Can I be honest? We thought becoming a BCorp would be a bit of a doddle. We’re a small team. We know our purpose and try hard to live it. We said on our website years ago ‘we believe that all businesses have a fundamental responsibility to protect and enhance the lives of the people who work for them, the societies we serve and the planet we share’. And we have lots of right-on employee policies and masses of pro bono time given to causes we care about to show it.
Well, all of that smug self importance didn’t cut much ice with the BCorp boys who assessed us. Let me confirm that when the BCorp movement says:
certified B Corporations are businesses that meet the highest standards of verified social and environmental performance, public transparency, and legal accountability to balance profit and purpose
boy, do they mean it. To make the grade we had to think far more deeply about every aspect of how we run our business and treat our people, our clients, our suppliers and the wider community and planet.
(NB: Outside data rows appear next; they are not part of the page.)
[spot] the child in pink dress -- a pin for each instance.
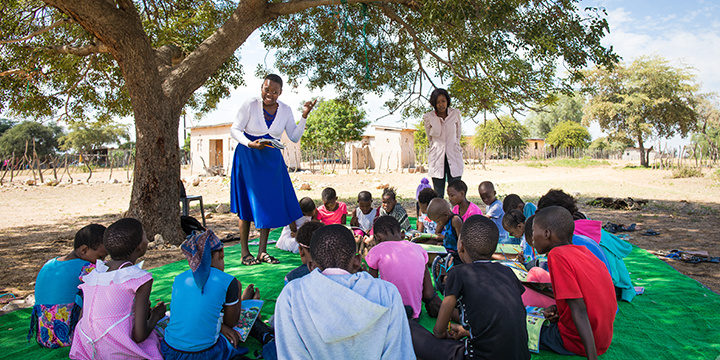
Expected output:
(332, 211)
(117, 322)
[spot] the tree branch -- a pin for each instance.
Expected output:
(80, 51)
(409, 29)
(295, 6)
(38, 32)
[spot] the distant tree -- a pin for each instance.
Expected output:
(332, 123)
(646, 98)
(498, 134)
(84, 137)
(708, 136)
(45, 139)
(566, 108)
(569, 135)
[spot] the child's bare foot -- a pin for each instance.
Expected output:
(250, 293)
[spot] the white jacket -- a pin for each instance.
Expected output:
(444, 140)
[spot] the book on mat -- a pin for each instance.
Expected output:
(249, 311)
(535, 320)
(434, 249)
(272, 142)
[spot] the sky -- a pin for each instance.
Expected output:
(687, 33)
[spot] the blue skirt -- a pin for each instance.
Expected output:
(261, 190)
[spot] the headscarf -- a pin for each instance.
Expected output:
(197, 248)
(424, 184)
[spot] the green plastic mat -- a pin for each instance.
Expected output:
(676, 318)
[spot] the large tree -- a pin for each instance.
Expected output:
(566, 108)
(73, 59)
(649, 97)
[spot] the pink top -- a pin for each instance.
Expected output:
(472, 210)
(589, 228)
(332, 217)
(403, 264)
(104, 331)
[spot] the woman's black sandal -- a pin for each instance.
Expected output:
(265, 257)
(250, 260)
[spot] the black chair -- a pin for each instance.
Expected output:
(186, 199)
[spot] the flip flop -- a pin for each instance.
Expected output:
(250, 260)
(265, 257)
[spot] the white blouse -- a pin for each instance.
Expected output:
(250, 119)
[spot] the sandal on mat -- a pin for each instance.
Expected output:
(265, 257)
(250, 260)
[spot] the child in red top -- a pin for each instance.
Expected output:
(582, 321)
(332, 211)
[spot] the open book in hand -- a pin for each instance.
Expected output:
(249, 311)
(272, 142)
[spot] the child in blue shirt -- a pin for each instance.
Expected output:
(57, 304)
(198, 328)
(494, 210)
(513, 201)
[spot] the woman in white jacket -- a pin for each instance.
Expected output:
(444, 129)
(261, 190)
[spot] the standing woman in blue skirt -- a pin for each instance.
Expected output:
(261, 190)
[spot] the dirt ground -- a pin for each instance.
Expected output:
(40, 221)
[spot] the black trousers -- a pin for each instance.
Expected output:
(439, 183)
(428, 347)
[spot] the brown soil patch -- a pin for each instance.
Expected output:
(40, 221)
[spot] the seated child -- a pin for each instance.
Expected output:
(513, 201)
(303, 238)
(582, 321)
(364, 215)
(402, 263)
(461, 206)
(287, 237)
(57, 304)
(514, 224)
(117, 321)
(336, 312)
(481, 290)
(332, 211)
(494, 210)
(447, 221)
(392, 208)
(205, 304)
(424, 224)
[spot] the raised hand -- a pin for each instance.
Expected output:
(307, 108)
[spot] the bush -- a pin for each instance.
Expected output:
(686, 172)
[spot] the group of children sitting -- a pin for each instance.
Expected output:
(330, 307)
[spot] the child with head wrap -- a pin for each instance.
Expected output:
(199, 297)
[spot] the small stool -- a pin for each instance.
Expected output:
(185, 200)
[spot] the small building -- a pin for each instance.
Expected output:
(536, 147)
(212, 148)
(383, 148)
(633, 154)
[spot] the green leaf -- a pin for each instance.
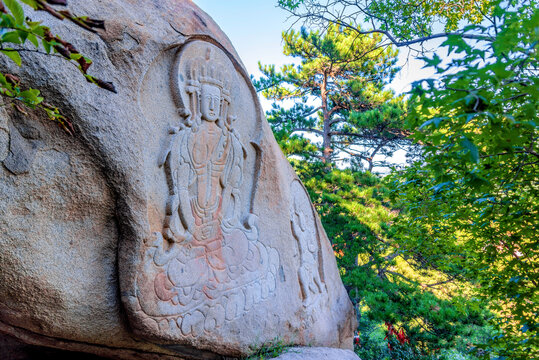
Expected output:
(11, 37)
(33, 39)
(46, 46)
(31, 3)
(32, 96)
(13, 55)
(472, 149)
(16, 10)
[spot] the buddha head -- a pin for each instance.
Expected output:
(210, 102)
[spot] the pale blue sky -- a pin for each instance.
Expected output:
(255, 27)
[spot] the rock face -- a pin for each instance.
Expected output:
(170, 225)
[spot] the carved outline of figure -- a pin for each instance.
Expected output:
(204, 232)
(305, 231)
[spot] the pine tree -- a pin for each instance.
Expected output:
(343, 76)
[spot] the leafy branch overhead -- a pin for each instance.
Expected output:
(19, 34)
(400, 22)
(338, 87)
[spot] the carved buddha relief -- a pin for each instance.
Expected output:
(207, 265)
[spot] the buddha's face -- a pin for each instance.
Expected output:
(210, 102)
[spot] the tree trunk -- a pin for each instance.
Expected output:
(326, 137)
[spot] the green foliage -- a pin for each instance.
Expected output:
(471, 207)
(402, 22)
(269, 350)
(388, 284)
(18, 32)
(343, 75)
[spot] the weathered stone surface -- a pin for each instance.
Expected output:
(317, 353)
(170, 225)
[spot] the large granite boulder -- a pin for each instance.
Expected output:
(170, 225)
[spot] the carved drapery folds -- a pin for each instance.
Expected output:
(207, 266)
(304, 229)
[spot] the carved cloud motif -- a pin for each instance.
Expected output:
(207, 266)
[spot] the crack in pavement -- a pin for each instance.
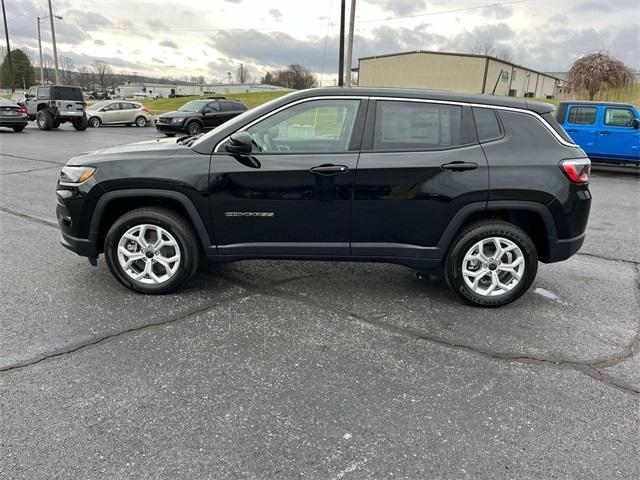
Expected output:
(586, 367)
(589, 368)
(31, 218)
(110, 336)
(27, 171)
(32, 159)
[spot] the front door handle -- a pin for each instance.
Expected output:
(459, 166)
(329, 170)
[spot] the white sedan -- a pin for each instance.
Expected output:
(110, 112)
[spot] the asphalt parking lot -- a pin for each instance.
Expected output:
(309, 370)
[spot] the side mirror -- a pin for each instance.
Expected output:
(240, 143)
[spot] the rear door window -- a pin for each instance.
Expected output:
(582, 115)
(618, 117)
(401, 125)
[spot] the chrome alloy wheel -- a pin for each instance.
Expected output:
(149, 254)
(493, 266)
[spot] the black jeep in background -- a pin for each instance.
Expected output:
(478, 187)
(197, 116)
(51, 105)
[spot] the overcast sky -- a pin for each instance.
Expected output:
(206, 37)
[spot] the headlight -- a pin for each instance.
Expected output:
(74, 176)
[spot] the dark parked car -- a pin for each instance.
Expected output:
(51, 105)
(12, 115)
(480, 187)
(196, 116)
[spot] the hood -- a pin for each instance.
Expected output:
(161, 147)
(179, 114)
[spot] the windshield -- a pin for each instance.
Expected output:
(67, 93)
(236, 122)
(193, 106)
(97, 105)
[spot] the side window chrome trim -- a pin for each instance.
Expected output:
(284, 107)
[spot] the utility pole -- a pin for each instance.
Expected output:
(341, 59)
(40, 49)
(352, 21)
(6, 33)
(55, 50)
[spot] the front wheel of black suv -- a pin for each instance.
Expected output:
(491, 263)
(151, 250)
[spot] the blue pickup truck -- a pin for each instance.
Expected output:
(607, 132)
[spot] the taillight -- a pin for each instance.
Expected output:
(577, 169)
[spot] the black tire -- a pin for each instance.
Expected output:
(194, 128)
(81, 123)
(176, 225)
(44, 120)
(467, 238)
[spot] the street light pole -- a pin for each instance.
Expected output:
(352, 21)
(53, 38)
(6, 32)
(341, 49)
(40, 48)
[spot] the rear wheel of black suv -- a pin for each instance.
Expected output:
(491, 263)
(80, 123)
(44, 120)
(151, 250)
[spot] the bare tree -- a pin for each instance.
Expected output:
(483, 46)
(596, 71)
(103, 71)
(504, 53)
(242, 74)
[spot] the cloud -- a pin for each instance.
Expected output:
(399, 7)
(497, 11)
(169, 44)
(275, 14)
(155, 23)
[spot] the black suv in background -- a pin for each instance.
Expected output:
(479, 187)
(196, 116)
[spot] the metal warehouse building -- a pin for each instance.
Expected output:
(455, 71)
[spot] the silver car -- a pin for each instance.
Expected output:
(110, 112)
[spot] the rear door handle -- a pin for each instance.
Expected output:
(329, 170)
(459, 166)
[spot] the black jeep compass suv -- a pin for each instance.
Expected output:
(477, 186)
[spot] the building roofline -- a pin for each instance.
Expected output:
(456, 54)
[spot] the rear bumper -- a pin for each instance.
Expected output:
(561, 249)
(13, 122)
(166, 128)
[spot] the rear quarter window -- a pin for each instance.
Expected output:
(487, 124)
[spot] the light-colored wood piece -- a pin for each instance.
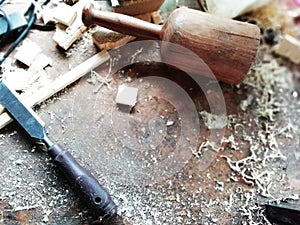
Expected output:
(28, 52)
(126, 96)
(115, 3)
(65, 14)
(48, 15)
(60, 83)
(289, 47)
(106, 39)
(156, 18)
(65, 36)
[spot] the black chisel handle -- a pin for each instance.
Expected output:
(84, 183)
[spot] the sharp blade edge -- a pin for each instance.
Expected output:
(26, 117)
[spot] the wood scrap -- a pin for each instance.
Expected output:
(106, 39)
(65, 36)
(126, 96)
(156, 18)
(289, 47)
(28, 52)
(114, 3)
(59, 84)
(65, 14)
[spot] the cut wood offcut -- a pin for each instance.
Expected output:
(126, 97)
(289, 47)
(59, 84)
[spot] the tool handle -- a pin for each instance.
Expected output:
(88, 188)
(121, 23)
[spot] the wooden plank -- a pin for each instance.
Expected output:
(60, 83)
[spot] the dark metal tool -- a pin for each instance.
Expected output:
(92, 193)
(285, 214)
Be the change you seek in the world
When the BCorp movement declare that, they hold to the belief that “we must be the change we seek in the world; that all business ought to be conducted as if people and place mattered; and that, through their products, practices, and profits, businesses should aspire to do no harm and benefit all” there is absolutely no fudge in judging aspirants against that yardstick. And achieving that standard is bloody hard.
But not impossible. There are now more than 3000 B Corporations across more than 65 countries, from Ben & Jerry’s and Patagonia, to Natura and The Guardian as well as smaller companies like us.
How did we become a BCorp?
The BCorp assessment measures a business’s performance in five areas – governance, workers, community and the environment – using independent standards of social and environmental performance. The assessment process was a real wake-up call. It made us think about our own assumptions and about our impact and our role. We Certified successfully, which is amazing, but we had to make changes; and we recognise that we are not ‘done’ – it’s an ongoing process of improvement.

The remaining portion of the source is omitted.